Clarification of a bitwise statement

Question

What does the following condition if(a & (a-1)/2) mean in C?

#include <stdio.h>

int main()
{
   int a;
   scanf("%d", &a);

   if(a & (a-1)/2)
   {
      printf("Yes\n");
   }
   else{
       printf("No\n");
   }
   return 0;
}

I didn't get the meaning of / operator here. what does the division operator mean in the condition ?

Answer 1

The division operator / simply divides the left hand side by the right hand side. In this case the right hand side is 2, so it's shifting a-1 right by one bit (an arithmetic shift, which sign-extends the integer).

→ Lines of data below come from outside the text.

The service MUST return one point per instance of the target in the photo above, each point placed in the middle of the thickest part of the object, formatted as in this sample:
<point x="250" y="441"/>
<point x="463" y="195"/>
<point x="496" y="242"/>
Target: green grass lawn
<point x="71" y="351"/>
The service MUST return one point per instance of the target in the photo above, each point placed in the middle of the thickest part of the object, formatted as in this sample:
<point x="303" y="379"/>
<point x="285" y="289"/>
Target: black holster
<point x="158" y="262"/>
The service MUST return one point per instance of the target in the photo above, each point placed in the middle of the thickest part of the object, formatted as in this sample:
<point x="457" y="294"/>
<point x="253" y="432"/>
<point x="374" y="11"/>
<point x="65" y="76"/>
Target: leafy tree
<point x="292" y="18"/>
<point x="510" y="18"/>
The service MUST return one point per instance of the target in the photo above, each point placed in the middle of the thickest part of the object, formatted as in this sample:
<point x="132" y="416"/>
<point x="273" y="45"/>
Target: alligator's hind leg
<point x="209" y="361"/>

The whole expression therefore calculates - for a>=0 - whether a and ((a-1)>>1) both have any of the same bits set (in which case & will produce a non-zero value). For a<0 see the comment at the end.

Here's some test code:

#include <stdio.h>
#include <stdlib.h>

int
main (int argc, char **argv)
{
  int i;
  for (i = 0; i < 256; i++)
    {
      printf ("%3d %s\n", i, (i & (i - 1) / 2) ? "yes" : "no");
    }
  exit (0);
}

which gives

  0 no
  1 no
  2 no
  3 yes
  4 no
  5 no
  6 yes
  7 yes
  8 no
  9 no
 10 no
 11 yes
 12 yes
 13 yes
 14 yes
 15 yes
 16 no
 17 no
 18 no
 19 yes
 20 no
 21 no
 22 yes
 23 yes
 24 yes
 25 yes
 26 yes
 27 yes
 28 yes
 29 yes
 30 yes
 31 yes
 32 no
 33 no
 34 no
 ... abbreviated for clarity ...

This detects numbers that either:

• have two or more adjacent binary 1s or;

• are negative, but not MININT .

Here's how:

• If a>=0 , then (a-1)/2 == a/2 (as rounding is always towards zero). So this is equivalent (for a>=0 ) to a & (a>>1) which will be one if the bit to the right of any bit in a is set, ie if there are two or more adjacent ones.

• If a<0 and a!=MININT , (and thus have 1 as its MSB), then (a-1) must also be negative and less than -1 , so (a-1)/2 must also be negative (and thus have 1 as its MSB), in which case a & ((a-1)/2)) is non-zero because its MSB must also be 1.

• If a==MININT , then a-1 is MAXINT , so (a-1)/2 has no bits that are both 1.

Answer 2

For non-negative values, division by 2 is equivalent to shifting it 1 bit to the right. For negative values it is not equivalent, but I suspect that the authors of the code did not intend it to work with negative values.

(Note that this non-equivalence has nothing to do with exotic non-2's-complement architectures or arithmetic sifts. In C and C++ language signed division is required to round towards 0, which makes it impossible to implement signed division by a simple shift for negative values on 2's complement architectures. A post-shift correction is required.)

Now, as for what the whole a & (a - 1) / 2 expression is doing... Let's restrict consideration for non-negative values only.

Subtracting 1 is equivalent to inverting all trailing 0 bits in the number and then inverting the last (least significant) 1 bit. Division by 2 is equivalent to shift right by 1 bit.

In the context of & operation, the whole thing is equivalent to: kill the last 1 bit in a , shift the whole thing to the right 1 bit and & it with the original value.

I don't see the point of killing the last 1 bit in this case. It looks like for positive values the whole thing is equivalent to a & (a / 2) (ie to a & (a >> 1)) ), which simply detects if there are two adjacent 1 bits in the original a .

Answer 3

它从a减去1，然后除以2，然后进行位与运算。

Answer 4

In the condition / operator simply does division. The only thing that matters is whether the result in condition is 0 (false) or not 0 (true).

As fot what the program actually does, it looks binary math related so you should ask someone who knows more about that.

Answer 5

In the expression a & (a - 1) / 2 there is a bitwise and operator, and a division operator. It is highly unusual that these are used together. Therefore, I don't know what the precedence is (does it divide a-1 by two and does a bitwise and with a, or does it do a bitwise and of a and a-1, then divide the result by two). I actually don't care what the precedence is, because I don't know what precedence the programmer writing the code assumed it would be.

If you see code like this, you need to find out what it does, you need to find out what it was intended to do, if both are the same you add parentheses to make the intent clear, and if they are not the same you have found a bug and figure out how it affects the program and what to do about it.